You’re in a bit of a bind. Your computer’s either stopped working, or it’s not working particularly well. But Google’s come to your rescue and you’re pretty sure you know what the problem is. With the instructions in hand, you immediately set out to make things right and … you make them worse. Somehow, in the act of ‘fixing’ your system, you’ve borked things even more.
See, even in light of all the instructional videos and informational content online, there are certain things you should never do. Computers are incredibly complicated devices. Many people who study them for years, people who build, program, and design computers for a living still don’t know everything there is to know about them.
Plus, not everyone on the Internet actually knows what they’re talking about.
Here’s a few things you should never do without prior experience, or at the very least, an expert opinion.
Muck About in the System Registry: Your registry is basically an instruction manual that your computer uses so that it knows how to run. At its core, it’s what makes your computer work. It should go without saying then that if you gleefully start traipsing through it, deleting or modifying everything you see, there’s a good chance your computer’s going to respond by blowing up its own software with an equivalent amount of cheer.
Delete Stuff from the Windows Folder: The Windows Operating System itself informs you when you’re browsing through your system folders that you’re treading on dangerous ground and you should probably heed the warning. See, Windows stores all its most vital programs and files within the Windows folder. Deleting, moving, or otherwise modifying files here is, well, it’s akin to running through a dilapidated oil refinery with a lit match. Sure, there’s a chance you’ll make it out relatively unscathed. But it’s equally likely everything’s going to just blow up in your face.
Fiddle with Your Hardware: I’m not talking about simple tasks like replacing the RAM or graphics card. There are quite a few excellent guides out there that you can turn to and so long as you follow them, you should be just fine. I’m talking about stuff like trying to repair your motherboard or replace a heat sink. Computers are fickle, fragile things, and one wrong move could result in everything going up in smoke.

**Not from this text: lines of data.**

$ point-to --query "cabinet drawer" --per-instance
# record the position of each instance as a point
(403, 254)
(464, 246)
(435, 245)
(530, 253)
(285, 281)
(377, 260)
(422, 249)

Play Around in the BIOS: The BIOS runs everything in your system not directly tied to your operating system. Your processors, your fans, your disc drive…you get the idea. Modifying any settings in here is dangerous indeed if you’ve no idea what you’re doing. It’s something you want to avoid if at all possible.
Engage in Command Line Shenanigans: As I’ve said before, the Command Line is actually incredibly powerful, if you know how to use it. If you’re going to go in and start plopping down commands, be absolutely certain that you know what they do, first- otherwise, you might end up with a clean slate. That’s not a good thing.